Menurut Danang, video itu mencerminkan strategi komunikasi publik yang inovatif. Ia menilai pemerintah memiliki kewajiban menyampaikan capaian program secara terbuka. “Justru publik akan bertanya, apa yang dilakukan pemerintah jika tidak dikomunikasikan dengan baik,” katanya menambahkan.
Isi video tersebut memuat data sejumlah program, di antaranya keberhasilan makan bergizi gratis yang diklaim telah menjangkau 20 juta penerima manfaat. Selain itu, dipaparkan pula pembukaan 80 ribu Koperasi Desa Merah Putih serta pengoperasian 5.800 satuan pelayanan pemenuhan gizi (SPPG) di seluruh Indonesia.
Dampak kepercayaan publik
Selain data pangan, video juga menampilkan capaian produksi beras nasional sebesar 21,76 juta ton hingga Agustus 2025, pencetakan sawah baru seluas 225 ribu hektare, serta ekspor jagung mencapai 1.200 ton pada awal tahun.
Namun, pengamat sosial justru mengingatkan dampak dari pola komunikasi semacam ini. Dosen Sosiologi Universitas Negeri Jakarta, Asep Suryana, menilai penayangan video di ruang publik berisiko memperburuk kepercayaan masyarakat. “Bukan melakukan evaluasi, justru pemerintah mengintervensi ruang publik dengan sajian yang selama ini menjadi protes keras publik,” jelasnya.
Asep menyebut, penyajian capaian yang tidak sesuai kondisi ril masyarakat berpotensi menciptakan jarak antara pemerintah dan publik. Menurutnya, ruang publik seharusnya menjadi wadah netral, bukan sarana dominasi pesan politik.
Di sisi lain, Menteri Sekretaris Negara sekaligus juru bicara Presiden, Prasetyo Hadi, menyampaikan pembelaan.

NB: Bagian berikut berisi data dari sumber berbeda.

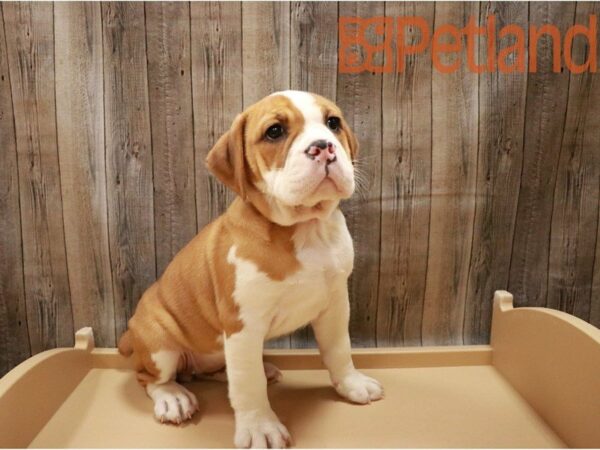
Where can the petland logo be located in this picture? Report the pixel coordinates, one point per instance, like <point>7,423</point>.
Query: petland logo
<point>358,54</point>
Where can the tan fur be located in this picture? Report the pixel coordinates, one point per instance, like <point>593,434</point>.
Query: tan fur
<point>191,306</point>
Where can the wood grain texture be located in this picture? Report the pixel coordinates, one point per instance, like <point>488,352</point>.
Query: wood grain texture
<point>128,157</point>
<point>80,120</point>
<point>30,43</point>
<point>217,93</point>
<point>170,92</point>
<point>265,49</point>
<point>466,183</point>
<point>313,30</point>
<point>14,338</point>
<point>359,97</point>
<point>314,41</point>
<point>405,190</point>
<point>577,189</point>
<point>453,183</point>
<point>500,157</point>
<point>266,63</point>
<point>545,113</point>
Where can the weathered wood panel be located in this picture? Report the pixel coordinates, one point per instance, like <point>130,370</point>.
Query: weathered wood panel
<point>30,43</point>
<point>453,183</point>
<point>217,90</point>
<point>500,157</point>
<point>266,62</point>
<point>577,189</point>
<point>313,29</point>
<point>80,121</point>
<point>265,49</point>
<point>170,92</point>
<point>467,183</point>
<point>545,113</point>
<point>14,338</point>
<point>405,190</point>
<point>359,97</point>
<point>128,157</point>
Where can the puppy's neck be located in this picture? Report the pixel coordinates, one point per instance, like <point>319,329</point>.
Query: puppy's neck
<point>265,220</point>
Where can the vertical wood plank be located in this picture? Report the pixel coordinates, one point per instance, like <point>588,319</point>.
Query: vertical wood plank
<point>313,30</point>
<point>265,48</point>
<point>453,175</point>
<point>266,63</point>
<point>501,124</point>
<point>359,97</point>
<point>217,93</point>
<point>80,120</point>
<point>405,190</point>
<point>545,112</point>
<point>577,190</point>
<point>14,341</point>
<point>170,92</point>
<point>128,156</point>
<point>30,43</point>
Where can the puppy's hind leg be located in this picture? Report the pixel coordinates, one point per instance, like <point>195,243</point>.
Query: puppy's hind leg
<point>172,402</point>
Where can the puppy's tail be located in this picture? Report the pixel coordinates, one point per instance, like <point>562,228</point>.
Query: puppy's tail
<point>125,347</point>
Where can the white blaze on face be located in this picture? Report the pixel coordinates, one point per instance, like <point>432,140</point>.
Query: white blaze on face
<point>305,181</point>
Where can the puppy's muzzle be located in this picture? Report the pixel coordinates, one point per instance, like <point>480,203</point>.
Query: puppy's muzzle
<point>322,151</point>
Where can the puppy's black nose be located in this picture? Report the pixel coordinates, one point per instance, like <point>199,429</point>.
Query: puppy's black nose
<point>321,143</point>
<point>321,151</point>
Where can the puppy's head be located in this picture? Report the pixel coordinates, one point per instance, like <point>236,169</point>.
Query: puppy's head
<point>290,154</point>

Ia menegaskan penggunaan media publik untuk menyampaikan informasi bukan hal baru. “Sepanjang tidak melanggar aturan dan tak mengganggu kenyamanan, keindahan, itu hal yang lumrah,” kata Prasetyo, Ahad, 14 September 2025.
Pernyataan itu menegaskan sikap pemerintah bahwa strategi komunikasi di ruang publik sah dilakukan selama tidak bertentangan dengan regulasi. Meski begitu, perdebatan mengenai cara penyampaian capaian program masih berlangsung di tengah masyarakat.
Tayangan di bioskop ini sekaligus membuka diskusi lebih luas tentang bagaimana pemerintah membangun komunikasi dengan publik. Di satu sisi, upaya transparansi dianggap penting. Namun di sisi lain, format penyampaiannya masih menimbulkan pro dan kontra.
Ke depan, efektivitas strategi komunikasi publik akan diuji dari bagaimana masyarakat merespons informasi yang diberikan, bukan sekadar media yang digunakan. Pemerintah diharapkan mampu menyeimbangkan kebutuhan informasi dengan kenyamanan publik di ruang bersama.